By this time, her mother has come out to join us. She asks what happens and her daughter explains the situation. Now all three of us are looking at the car. After some disbelief and relief, an offer to come over if I see anything later, and well-wishes, we part ways.

This is strange. Strange, but good. Strange because it is unexpected. And certainly from God. I am not deserving, but He loves me. And it won’t happen to me often (though it might), but He wants me to feel His love in my life.

I am loved.

I started my day with stress, regret, and guilt. After blowing my deadline, I started to struggle with the choice between husband and work while conflicted that the deadline wasn’t entirely my own to begin with.

I believe that God used the snow’s delay at FedEx to let me know that He values my relationship with my husband. To remind me that I am a hard worker and that I should find some peace in that, even if I miss a deadline. I believe that a car collision without damage or harm is a definite warning that the horn needs to be looked after – that God gives us the tools to be safe and that we need to empower ourselves to use them. I also believe it will be a warning for the young woman who backed into me – a “painless” lesson in the importance of staying alert.
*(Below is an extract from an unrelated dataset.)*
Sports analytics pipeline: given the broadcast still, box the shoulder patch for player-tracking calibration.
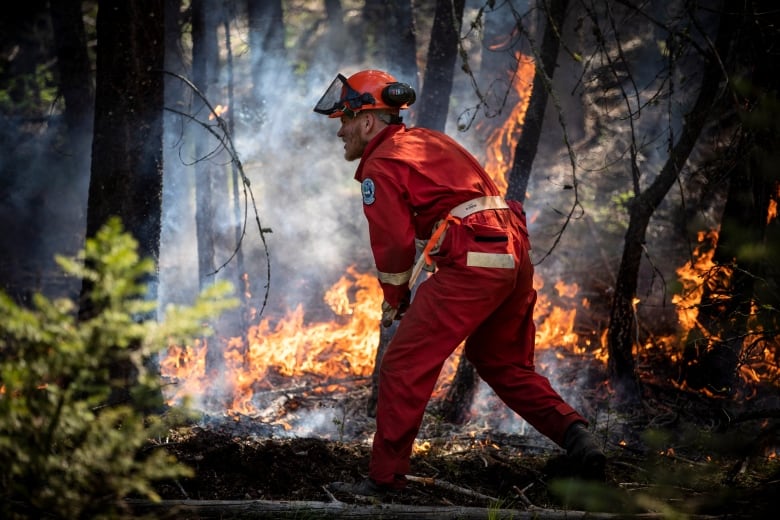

I believe that today has been a very loud message from God to say nothing more than: “I am here. You are looked after.”

And that says it all.

Mourning Utilities with a Happy Heart.

Here’s the countdown, if you can believe it: I am 10 days away from marrying my best friend. At this point, I’ve surpassed the wedding jitters and just want to get on with the show, okay?! Next Saturday feels like miles away and we cannot wait to be married to each other!

It’s great, preparing to marry your companion. It’s exciting and fun and joyful. It doesn’t feel strange either. Looking up marriage license information doesn’t seem strange to me at all. Nor does calling to confirm appointments or putting on my wedding dress at the fitting. It’s not strange to pick up our keys to our new place. These things just aren’t strange to me!

But for whatever reason, today when I put a stop notice on my gas utility service for October 24, it flipped my stomach.

No more favorite little apartment.

No more coming home to my own space.

I will never go home to something that is just mine ever again.

Don’t get me wrong! Every night I come home to my little apartment now, I wish Freddy would come too. That’s why it is strange that I feel this ping that I’m leaving something behind. A heart tug over utilities?!?!?

I went to a church service once about change. (Well, to be fair, I’ve heard many sermons about change…but this one sticks out in my head.) I’m certain I’ve mentioned it before, but the idea behind it was that change is difficult for us. End of story. Be it bad, good, or great change – we must go through a season of mourning for whatever we leave behind in change.

So here I am, mourning my little apartment while at the same time decorating our new apartment in my mind, filling it with pictures and laughter and Freddy’s guitar playing and piano.

The whole thing is just an unexpected reminder that we, as people, struggle with change even when we yearn for it.

It’s a good lesson to come across with such a happy heart. Remind me of this later in life. I’m certain that I will need it!